Um dos principais motivos para a instauração do procedimento é a precariedade física da unidade. Relatórios técnicos indicam que a última reforma de grande porte realizada no local ocorreu em 2017. Com quase uma década sem manutenções significativas, o prédio apresenta sinais de desgaste que impactam a segurança de servidores e usuários. Além das questões de alvenaria e conservação, a ausência de maquinário básico para diagnósticos agrava a situação da saúde local.
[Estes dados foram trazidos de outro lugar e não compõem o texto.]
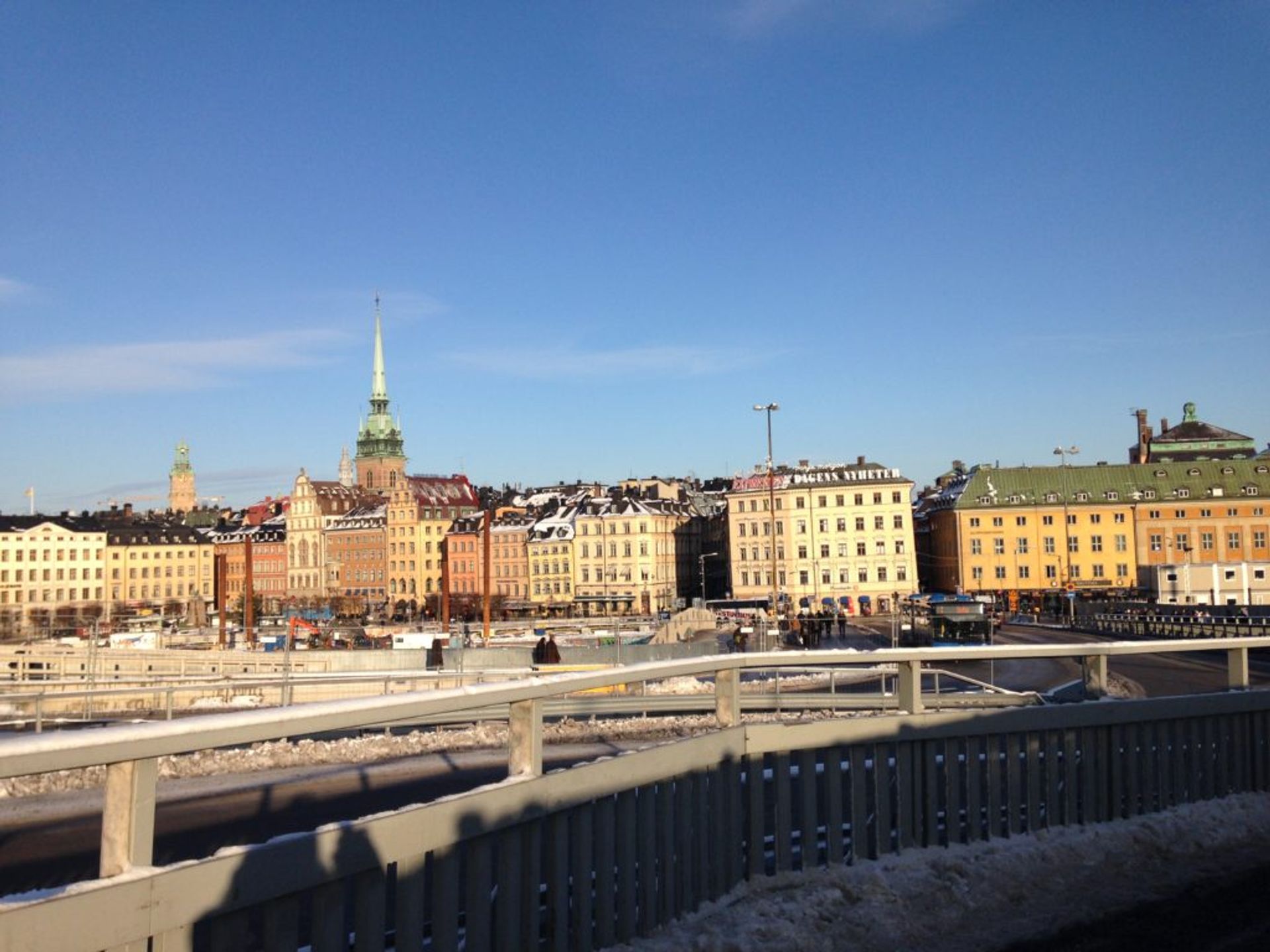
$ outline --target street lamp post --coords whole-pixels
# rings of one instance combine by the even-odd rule
[[[772,553],[772,619],[776,619],[779,589],[776,585],[776,477],[772,473],[772,411],[780,410],[780,404],[754,404],[756,413],[767,414],[767,517],[771,534],[767,546]]]
[[[706,607],[706,559],[714,559],[718,552],[702,552],[697,556],[697,561],[701,564],[701,607]]]
[[[1066,566],[1064,570],[1063,570],[1064,576],[1066,576],[1063,579],[1063,589],[1064,589],[1063,590],[1063,598],[1067,599],[1068,616],[1071,618],[1071,627],[1073,627],[1073,628],[1076,627],[1076,599],[1072,598],[1072,595],[1076,594],[1076,593],[1067,590],[1067,586],[1069,584],[1072,584],[1072,537],[1071,537],[1071,528],[1069,528],[1068,514],[1067,514],[1068,486],[1067,486],[1066,468],[1069,466],[1069,463],[1067,462],[1067,457],[1076,456],[1080,452],[1081,452],[1081,448],[1080,447],[1074,447],[1074,446],[1073,447],[1066,447],[1066,448],[1063,446],[1054,447],[1054,456],[1059,457],[1059,459],[1058,459],[1059,470],[1063,471],[1063,479],[1062,479],[1062,484],[1063,484],[1063,565]]]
A fiscalização detalhou que o hospital não dispõe de mamógrafo, equipamento vital para exames preventivos e de rotina. Outro ponto de extrema preocupação para o parquet é a insuficiência do grupo gerador de energia elétrica. Atualmente, a capacidade do equipamento é considerada inadequada para manter as funções vitais da unidade em caso de interrupção no fornecimento da rede pública. Essa falha coloca em risco direto a vida de pacientes em estado crítico que dependem de aparelhos eletrônicos para suporte vital.

Déficit de profissionais e necessidade de concurso público

A crise no hospital de Ipixuna não se limita aos problemas físicos e materiais. O MPAM identificou lacunas graves na política de recursos humanos da instituição. Durante as inspeções, foi constatada a ausência de enfermeiros em quantidade suficiente e a inexistência de médicos vinculados de forma direta ao quadro permanente da unidade. Essa carência resulta em uma escala de trabalho fragilizada e na descontinuidade de tratamentos especializados.

Diante desse cenário, o promotor de Justiça José Ricardo Moraes da Silva enfatizou que o procedimento administrativo servirá para cobrar a realização de concursos públicos e a recomposição imediata das equipes de saúde. A meta é garantir que o hospital possua um corpo técnico estável, reduzindo a dependência de contratos temporários que muitas vezes prejudicam o fluxo assistencial a longo prazo.

Atuação firme para garantir o direito à saúde

O promotor destacou que o Ministério Público atuará para delimitar as responsabilidades entre a administração municipal e o governo estadual. O objetivo é assegurar que o direito fundamental à saúde, previsto na Constituição, seja respeitado na localidade. Segundo José Ricardo Moraes da Silva, a instituição buscará soluções concretas para que as falhas sejam corrigidas de forma definitiva, assegurando um serviço contínuo e de qualidade para a população.

A partir de agora, o MPAM deve solicitar cronogramas de melhorias e explicações detalhadas sobre a aplicação dos recursos financeiros destinados à unidade. Caso as irregularidades persistam sem as devidas providências dos gestores responsáveis, novas medidas judiciais podem ser tomadas para garantir a funcionalidade plena do atendimento hospitalar na região amazônica.